His non-profit CORE (Community Organised Relief Effort), which he founded in response to the 2010 earthquake in Haiti, has devoted efforts since the pandemic broke to Covid-19 testing and vaccinations. In the past, the actor has been lampooned for his activism (not least in puppet satire movie Team America), but he’s never relented. “We plug along,” he says, a chink of optimism in his voice. “We continually try to educate and to incentivise more people to accept the vaccine. And we advocate for the distribution of vaccines in places where people are hungry for it.”
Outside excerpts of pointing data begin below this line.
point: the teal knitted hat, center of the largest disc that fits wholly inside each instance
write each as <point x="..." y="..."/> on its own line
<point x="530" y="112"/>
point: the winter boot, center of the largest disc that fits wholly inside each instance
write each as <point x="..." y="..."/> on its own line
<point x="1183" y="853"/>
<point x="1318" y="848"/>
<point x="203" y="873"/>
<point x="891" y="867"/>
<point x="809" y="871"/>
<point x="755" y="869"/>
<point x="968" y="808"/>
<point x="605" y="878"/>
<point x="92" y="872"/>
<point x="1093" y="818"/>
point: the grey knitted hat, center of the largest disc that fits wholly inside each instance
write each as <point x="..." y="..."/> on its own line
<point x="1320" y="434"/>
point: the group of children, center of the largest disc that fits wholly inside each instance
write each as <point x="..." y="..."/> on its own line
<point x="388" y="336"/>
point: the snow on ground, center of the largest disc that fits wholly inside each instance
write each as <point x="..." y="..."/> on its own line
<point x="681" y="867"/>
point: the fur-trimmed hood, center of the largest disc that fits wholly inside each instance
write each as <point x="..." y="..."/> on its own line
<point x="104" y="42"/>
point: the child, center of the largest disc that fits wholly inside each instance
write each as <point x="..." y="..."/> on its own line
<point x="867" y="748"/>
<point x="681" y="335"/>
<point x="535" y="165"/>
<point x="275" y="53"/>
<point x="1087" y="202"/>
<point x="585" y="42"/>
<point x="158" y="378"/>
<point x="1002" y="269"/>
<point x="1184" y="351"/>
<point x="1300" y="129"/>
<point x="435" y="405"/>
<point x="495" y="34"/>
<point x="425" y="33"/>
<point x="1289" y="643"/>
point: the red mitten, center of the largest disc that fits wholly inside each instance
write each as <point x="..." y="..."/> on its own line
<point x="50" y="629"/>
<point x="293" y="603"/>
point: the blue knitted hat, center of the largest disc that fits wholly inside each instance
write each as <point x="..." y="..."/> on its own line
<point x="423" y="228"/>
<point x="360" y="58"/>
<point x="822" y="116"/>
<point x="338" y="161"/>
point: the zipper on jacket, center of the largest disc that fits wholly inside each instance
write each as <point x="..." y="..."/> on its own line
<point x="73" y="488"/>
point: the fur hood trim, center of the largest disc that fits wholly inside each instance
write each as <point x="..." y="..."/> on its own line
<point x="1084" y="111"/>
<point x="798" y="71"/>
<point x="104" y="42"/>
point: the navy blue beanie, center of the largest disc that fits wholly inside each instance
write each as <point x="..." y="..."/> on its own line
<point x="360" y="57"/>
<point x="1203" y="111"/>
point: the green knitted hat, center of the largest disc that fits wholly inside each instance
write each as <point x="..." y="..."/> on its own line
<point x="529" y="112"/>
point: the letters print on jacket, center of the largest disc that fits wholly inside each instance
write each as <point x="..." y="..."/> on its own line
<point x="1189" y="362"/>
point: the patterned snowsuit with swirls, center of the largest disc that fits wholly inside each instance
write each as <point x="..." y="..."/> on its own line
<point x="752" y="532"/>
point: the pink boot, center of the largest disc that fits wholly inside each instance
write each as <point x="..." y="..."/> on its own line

Away from this, he’s next set to make a rare appearance in a limited TV series – Gaslit – which deals with the Watergate scandal. Even he has to admit that the small screen has eclipsed the big this century. “I’ve seen such extraordinary things on television,” he says. As for Dylan, she wants to turn this “once-in-a-lifetime experience”, as Sean puts it, into something more regular. “It did feel like going through therapy every single day,” she chuckles, softly. “But it’s definitely made me want to take more chances.” Like father, like daughter, you might say.